In a Wall Street Journal op-ed also posted on the Cato Institute’s website, Eugene Volokh and Ilya Shapiro write:
We support the extension of marriage to same-sex couples. Yet too many who agree with us on that issue think little of subverting the liberties of those who oppose gay marriage. Increasingly, legislative and judicial actions sacrifice individual rights at the altar of antidiscrimination law.
The crux of the argument:
Of course, a couple that is told by a photographer that she does not want to photograph their commitment ceremony may understandably be offended. But avoiding offense is not a valid reason for restricting or compelling speech.
The Supreme Court’s ruling in Wooley guarantees the right of photographers, writers, actors, painters, actors, and singers to decide which commissions, roles or gigs they take, and which they reject. But the ruling does not necessarily apply to others who do not engage in constitutionally protected speech. The U.S. Supreme Court can rule in favor of Elane Photography on freedom-of-speech grounds without affecting how antidiscrimination law covers caterers, hotels, limousine drivers, and the like. That’s a separate issue that mostly implicates state religious-freedom laws in the more than two-dozen states that have them.
The First Amendment secures an important right to which all speakers are entitled—whether religious or secular, liberal or conservative, pro- or anti-gay-marriage.
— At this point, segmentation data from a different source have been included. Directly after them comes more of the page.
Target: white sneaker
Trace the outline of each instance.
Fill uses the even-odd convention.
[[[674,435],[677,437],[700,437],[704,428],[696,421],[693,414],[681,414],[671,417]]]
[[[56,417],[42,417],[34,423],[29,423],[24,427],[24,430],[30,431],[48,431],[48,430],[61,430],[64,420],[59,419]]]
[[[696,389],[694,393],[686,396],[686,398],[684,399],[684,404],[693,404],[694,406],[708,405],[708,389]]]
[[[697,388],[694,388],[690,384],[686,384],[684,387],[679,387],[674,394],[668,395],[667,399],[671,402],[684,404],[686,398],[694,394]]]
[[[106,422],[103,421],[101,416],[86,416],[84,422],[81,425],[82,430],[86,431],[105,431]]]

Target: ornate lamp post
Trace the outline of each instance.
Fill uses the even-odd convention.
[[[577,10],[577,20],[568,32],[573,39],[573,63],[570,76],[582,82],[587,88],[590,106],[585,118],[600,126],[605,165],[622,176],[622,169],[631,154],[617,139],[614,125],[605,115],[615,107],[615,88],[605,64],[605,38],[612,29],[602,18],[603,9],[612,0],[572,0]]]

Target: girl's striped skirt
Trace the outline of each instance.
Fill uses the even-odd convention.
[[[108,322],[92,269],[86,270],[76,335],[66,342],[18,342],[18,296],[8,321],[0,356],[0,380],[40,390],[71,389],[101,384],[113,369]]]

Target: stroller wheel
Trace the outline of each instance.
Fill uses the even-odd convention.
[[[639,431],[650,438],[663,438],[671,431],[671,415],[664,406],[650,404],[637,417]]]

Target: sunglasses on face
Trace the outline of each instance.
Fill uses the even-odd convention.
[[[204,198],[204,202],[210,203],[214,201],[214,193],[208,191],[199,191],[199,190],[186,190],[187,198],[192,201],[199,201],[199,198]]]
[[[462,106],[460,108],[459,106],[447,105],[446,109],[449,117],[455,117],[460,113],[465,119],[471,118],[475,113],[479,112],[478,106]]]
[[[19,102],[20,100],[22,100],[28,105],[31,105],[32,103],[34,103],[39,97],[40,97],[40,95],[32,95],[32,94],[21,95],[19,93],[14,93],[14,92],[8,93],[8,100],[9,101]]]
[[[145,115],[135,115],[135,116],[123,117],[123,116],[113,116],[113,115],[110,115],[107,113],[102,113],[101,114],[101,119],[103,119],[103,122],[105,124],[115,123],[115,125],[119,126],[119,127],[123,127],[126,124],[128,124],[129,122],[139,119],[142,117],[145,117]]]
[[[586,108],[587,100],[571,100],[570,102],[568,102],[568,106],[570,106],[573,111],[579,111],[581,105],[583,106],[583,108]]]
A commitment to legal equality can’t justify the restriction of that right.
Which won’t, of course, convince those on the LGBT left who view individual liberty and expressive freedom as subversive and anti-progressive doctrines that mustn’t be tolerated (see comments soon to be posted below).
More. And then there’s this look at the shape of things to come from the U.K., complicated, admittedly, but the fact that that the Church of England is, in fact, the state church in England. State churches are an unholy abomination, but so is suing a church in court to perform your wedding.
Furthermore. Will Saletan at Slate, on the broader issue, writes: “For the last couple of weeks, I’ve been defending people who oppose gay marriage. That feels pretty strange, since I’ve advocated gay marriage for more than 20 years.” He concludes:
“We’re not the losers in this fight anymore. We’re the winners. Our task now is to win the right way, not by dismissing our opponents as bigots and haters, but by persuading them that marriage is just as good for gays as it is for straights. We don’t have to shove our answer down their throats. They will come around to it—they’re coming around to it already—because it’s true.”